Writing helps me process, but I think I need tools to manage studying, processing being autistic and understanding it better so I can achieve things in the way that I need it.

Thank you for reading, I know it's a long story. Very much appreciated if anyone has advice. 

Parents
  • Hey  welcome to the community! Slight smile

    First of all, I want to say that you’re not a failure. What you’ve been dealing with, academically, emotionally, and physically, is a massive load, and the fact that you’re still here, still trying, and still pursuing your goals shows incredible strength.

    It sounds like you’ve been through so much, and it’s no wonder you feel overwhelmed at times. The diagnosis might feel bittersweet right now, but it’s also the start of understanding yourself better and learning how to work with your brain. You’re right that being autistic comes with struggles, but it also comes with its own strengths. You’ve already shown so much resilience, creativity, and passion for learning.

    Maybe look into strategies for neurodivergent people, like breaking tasks into small, manageable steps, setting timers to stay on track, and prioritising taking breaks/resting to avoid burnout. It might also be worth finding a therapist who understands autism to help you look at sustainable routines and ways for managing shutdowns and meltdowns. Learning from other autistic people also helps, so being part of this forum is a great step!

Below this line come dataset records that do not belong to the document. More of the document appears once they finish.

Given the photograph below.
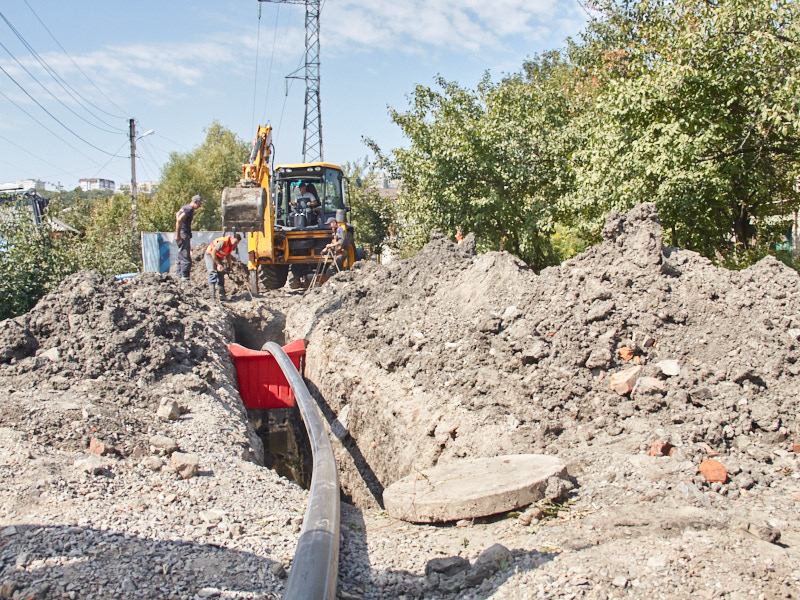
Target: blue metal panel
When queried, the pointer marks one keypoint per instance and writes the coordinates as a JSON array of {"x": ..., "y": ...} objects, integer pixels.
[{"x": 160, "y": 253}]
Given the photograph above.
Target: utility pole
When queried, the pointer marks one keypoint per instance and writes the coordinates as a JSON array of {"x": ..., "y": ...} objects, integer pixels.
[
  {"x": 133, "y": 173},
  {"x": 312, "y": 123},
  {"x": 133, "y": 169}
]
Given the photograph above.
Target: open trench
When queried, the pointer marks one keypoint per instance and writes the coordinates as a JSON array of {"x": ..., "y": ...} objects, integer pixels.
[{"x": 287, "y": 449}]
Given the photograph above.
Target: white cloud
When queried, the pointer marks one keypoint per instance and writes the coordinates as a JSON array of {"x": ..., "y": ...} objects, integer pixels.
[{"x": 466, "y": 25}]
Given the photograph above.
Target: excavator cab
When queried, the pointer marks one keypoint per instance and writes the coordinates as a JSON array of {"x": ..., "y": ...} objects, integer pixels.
[
  {"x": 285, "y": 229},
  {"x": 306, "y": 195}
]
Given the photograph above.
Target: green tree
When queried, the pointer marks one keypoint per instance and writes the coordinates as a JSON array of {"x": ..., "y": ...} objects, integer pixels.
[
  {"x": 492, "y": 161},
  {"x": 373, "y": 217},
  {"x": 32, "y": 261},
  {"x": 214, "y": 165},
  {"x": 695, "y": 106}
]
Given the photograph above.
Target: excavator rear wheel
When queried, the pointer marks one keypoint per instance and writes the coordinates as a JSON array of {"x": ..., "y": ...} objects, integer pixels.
[
  {"x": 273, "y": 277},
  {"x": 254, "y": 282}
]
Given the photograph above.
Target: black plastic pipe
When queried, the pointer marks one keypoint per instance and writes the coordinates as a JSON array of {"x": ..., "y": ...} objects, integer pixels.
[{"x": 315, "y": 566}]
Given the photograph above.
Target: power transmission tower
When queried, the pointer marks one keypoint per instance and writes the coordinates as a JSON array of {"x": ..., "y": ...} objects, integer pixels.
[{"x": 312, "y": 123}]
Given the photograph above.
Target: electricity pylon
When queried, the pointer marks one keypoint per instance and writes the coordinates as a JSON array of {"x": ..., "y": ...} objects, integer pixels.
[{"x": 312, "y": 123}]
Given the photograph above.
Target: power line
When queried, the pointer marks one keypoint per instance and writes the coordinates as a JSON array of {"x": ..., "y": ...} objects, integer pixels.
[
  {"x": 42, "y": 124},
  {"x": 48, "y": 69},
  {"x": 588, "y": 14},
  {"x": 61, "y": 102},
  {"x": 255, "y": 78},
  {"x": 123, "y": 112},
  {"x": 271, "y": 60}
]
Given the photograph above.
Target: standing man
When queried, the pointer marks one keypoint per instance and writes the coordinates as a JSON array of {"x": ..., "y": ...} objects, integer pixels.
[
  {"x": 183, "y": 235},
  {"x": 216, "y": 254},
  {"x": 336, "y": 246}
]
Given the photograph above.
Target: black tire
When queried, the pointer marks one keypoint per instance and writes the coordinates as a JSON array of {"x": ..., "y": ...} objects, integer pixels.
[{"x": 273, "y": 277}]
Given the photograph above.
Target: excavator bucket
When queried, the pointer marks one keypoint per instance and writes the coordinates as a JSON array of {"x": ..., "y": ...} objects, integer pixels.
[{"x": 243, "y": 209}]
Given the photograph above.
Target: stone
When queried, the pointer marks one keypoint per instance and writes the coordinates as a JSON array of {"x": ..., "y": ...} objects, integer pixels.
[
  {"x": 154, "y": 463},
  {"x": 93, "y": 465},
  {"x": 340, "y": 426},
  {"x": 7, "y": 589},
  {"x": 713, "y": 471},
  {"x": 168, "y": 410},
  {"x": 187, "y": 465},
  {"x": 649, "y": 385},
  {"x": 669, "y": 367},
  {"x": 473, "y": 487},
  {"x": 163, "y": 444},
  {"x": 449, "y": 566},
  {"x": 495, "y": 558},
  {"x": 623, "y": 382},
  {"x": 53, "y": 354},
  {"x": 620, "y": 581},
  {"x": 99, "y": 448},
  {"x": 535, "y": 352},
  {"x": 534, "y": 513}
]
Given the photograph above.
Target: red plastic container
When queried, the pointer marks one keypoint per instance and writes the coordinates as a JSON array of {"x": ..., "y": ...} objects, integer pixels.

    You’re not alone in this, and it’s okay to take things at your own pace. It’s not about being “perfect” or “consistent” all the time, it’s about finding what works for you and recognising that progress isn’t always linear. You’ve already achieved so much, even if it doesn’t feel like it right now, and there’s so much more ahead of you. Keep reaching out, and don’t hesitate to lean on this community. Slight smile

  • Thanks for your words and advice, I’m feeling very welcome here. Glad I decided to join!